One of the most common class binarization approaches is to learn separate concept descriptions for each individual class, i.e., to form a series of problems, one for each class, where all examples of this class are regarded as positive examples, while all other examples are regarded as negative. Pairwise classification is an alternative class binarization technique, which has lately received some attention in the neural networks and support vector machines communities (Section 8). Its basic idea is to reduce a multi-class problem to multiple two-class problems by learning one classifier for each pair of classes, using only training examples for these two classes and ignoring all others (Section 3).
In this paper, we will, on the one hand, evaluate the technique--which we name round robin binarization--for inductive rule learning algorithms and show that it is significantly more accurate than the ordered and unordered (one-against-all) techniques that are currently used for rule learning algorithms like RIPPER (Section 4). On the other hand, we provide a detailed analysis of the complexity of the approach and show that the c(c-1)/2 learning problems of a single round robin can be learned more efficiently than the c learning problems of the conventional one-against-all technique (Section 5). This analysis is independent of the base learning algorithm, but we show that the advantage increases with more expensive learners.

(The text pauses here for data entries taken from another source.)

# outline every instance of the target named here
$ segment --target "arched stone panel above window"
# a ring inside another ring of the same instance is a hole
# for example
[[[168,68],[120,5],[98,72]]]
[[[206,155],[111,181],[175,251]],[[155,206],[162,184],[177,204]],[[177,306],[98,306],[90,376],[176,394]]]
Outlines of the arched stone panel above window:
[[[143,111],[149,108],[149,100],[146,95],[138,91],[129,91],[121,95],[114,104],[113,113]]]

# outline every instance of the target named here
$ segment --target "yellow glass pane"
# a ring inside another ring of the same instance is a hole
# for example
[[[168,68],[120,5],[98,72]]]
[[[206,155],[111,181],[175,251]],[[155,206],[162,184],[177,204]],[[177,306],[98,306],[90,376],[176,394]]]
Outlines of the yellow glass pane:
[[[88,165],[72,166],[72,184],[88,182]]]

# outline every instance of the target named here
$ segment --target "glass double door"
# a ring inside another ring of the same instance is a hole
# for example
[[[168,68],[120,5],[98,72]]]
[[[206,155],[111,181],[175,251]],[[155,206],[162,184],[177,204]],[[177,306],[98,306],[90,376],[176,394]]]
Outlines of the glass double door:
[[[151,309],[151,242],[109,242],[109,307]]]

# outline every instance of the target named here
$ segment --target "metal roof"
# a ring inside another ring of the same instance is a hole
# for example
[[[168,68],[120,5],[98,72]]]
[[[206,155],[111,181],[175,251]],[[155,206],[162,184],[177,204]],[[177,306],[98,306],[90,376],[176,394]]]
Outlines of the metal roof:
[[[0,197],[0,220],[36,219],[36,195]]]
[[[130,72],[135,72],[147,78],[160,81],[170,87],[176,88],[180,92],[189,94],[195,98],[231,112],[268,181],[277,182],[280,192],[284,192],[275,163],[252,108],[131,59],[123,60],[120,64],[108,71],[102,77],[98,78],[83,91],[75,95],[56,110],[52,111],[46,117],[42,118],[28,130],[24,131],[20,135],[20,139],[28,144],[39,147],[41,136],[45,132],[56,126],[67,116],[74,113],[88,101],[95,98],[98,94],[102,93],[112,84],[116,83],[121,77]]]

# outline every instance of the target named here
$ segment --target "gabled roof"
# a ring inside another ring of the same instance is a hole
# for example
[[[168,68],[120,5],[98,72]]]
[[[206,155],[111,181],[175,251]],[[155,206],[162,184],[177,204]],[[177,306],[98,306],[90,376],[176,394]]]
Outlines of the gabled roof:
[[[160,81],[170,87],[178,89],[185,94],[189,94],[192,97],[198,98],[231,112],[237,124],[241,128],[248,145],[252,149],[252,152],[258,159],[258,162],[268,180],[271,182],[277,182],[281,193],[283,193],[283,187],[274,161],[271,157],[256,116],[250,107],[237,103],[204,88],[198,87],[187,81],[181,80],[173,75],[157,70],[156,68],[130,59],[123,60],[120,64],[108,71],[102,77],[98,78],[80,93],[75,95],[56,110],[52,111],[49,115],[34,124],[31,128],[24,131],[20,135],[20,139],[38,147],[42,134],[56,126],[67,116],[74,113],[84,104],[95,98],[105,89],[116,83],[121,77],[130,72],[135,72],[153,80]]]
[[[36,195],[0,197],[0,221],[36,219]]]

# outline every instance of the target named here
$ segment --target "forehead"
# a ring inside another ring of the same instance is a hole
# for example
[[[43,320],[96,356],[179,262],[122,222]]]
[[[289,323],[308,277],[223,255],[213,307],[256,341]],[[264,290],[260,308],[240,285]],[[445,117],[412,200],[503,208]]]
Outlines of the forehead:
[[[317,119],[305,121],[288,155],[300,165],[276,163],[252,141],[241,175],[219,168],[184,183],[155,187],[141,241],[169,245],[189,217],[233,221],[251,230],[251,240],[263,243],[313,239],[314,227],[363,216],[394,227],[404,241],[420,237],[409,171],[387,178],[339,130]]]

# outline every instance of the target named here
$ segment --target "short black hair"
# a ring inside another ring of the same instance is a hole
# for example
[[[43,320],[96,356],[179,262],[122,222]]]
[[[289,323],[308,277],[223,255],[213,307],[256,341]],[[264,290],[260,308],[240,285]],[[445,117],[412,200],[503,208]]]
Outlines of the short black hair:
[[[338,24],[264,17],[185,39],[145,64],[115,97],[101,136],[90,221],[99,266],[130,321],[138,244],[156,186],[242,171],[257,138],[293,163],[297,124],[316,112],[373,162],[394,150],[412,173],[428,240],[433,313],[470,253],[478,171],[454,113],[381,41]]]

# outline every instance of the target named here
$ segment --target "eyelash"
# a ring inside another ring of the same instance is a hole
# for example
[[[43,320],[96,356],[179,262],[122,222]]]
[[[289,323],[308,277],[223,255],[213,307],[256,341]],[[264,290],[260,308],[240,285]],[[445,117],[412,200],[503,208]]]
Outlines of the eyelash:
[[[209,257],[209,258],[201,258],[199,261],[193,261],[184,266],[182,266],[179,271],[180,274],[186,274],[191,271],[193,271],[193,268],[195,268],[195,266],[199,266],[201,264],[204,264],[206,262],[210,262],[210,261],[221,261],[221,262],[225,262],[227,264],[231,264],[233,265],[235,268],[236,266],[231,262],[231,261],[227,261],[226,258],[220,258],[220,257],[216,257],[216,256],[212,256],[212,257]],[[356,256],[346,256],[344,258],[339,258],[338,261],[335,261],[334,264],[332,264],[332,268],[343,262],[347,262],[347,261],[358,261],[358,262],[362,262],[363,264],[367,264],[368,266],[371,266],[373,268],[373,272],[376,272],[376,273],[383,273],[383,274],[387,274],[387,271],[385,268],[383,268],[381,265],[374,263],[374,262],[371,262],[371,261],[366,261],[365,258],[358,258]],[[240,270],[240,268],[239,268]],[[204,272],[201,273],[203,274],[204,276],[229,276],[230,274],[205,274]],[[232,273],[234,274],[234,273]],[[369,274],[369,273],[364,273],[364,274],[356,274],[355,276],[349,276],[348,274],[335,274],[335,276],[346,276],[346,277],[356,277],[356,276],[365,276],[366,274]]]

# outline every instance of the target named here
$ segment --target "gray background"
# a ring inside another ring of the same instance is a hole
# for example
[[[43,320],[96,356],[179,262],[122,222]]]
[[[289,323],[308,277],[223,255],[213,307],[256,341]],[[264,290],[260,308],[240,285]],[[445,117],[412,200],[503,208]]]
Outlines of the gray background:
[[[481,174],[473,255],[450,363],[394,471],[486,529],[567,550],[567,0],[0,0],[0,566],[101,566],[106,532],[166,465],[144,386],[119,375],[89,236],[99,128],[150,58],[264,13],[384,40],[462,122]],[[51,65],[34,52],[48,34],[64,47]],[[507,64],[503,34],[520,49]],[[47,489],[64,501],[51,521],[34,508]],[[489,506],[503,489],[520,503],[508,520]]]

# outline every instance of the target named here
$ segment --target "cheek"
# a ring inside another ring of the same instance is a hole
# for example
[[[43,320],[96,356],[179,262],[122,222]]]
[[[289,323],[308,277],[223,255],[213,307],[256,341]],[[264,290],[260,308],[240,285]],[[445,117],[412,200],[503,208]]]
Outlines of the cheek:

The theoretical results are confirmed by our experimental evaluation. In Section 6, we will investigate the properties of round-robin classification as a general ensemble technique with mixed results: while the technique is able to reduce C5.0's error on average, the gains do not approach those of boosting. On the other hand, a straightforward combination of round robin learning with bagging does lead to additional gains for RIPPER. Finally, we will discuss a few other relevant properties of round-robin classification, including its suitability for parallel implementations, possible remedies for its inefficiency at classification time, and its comprehensibility (Section 7).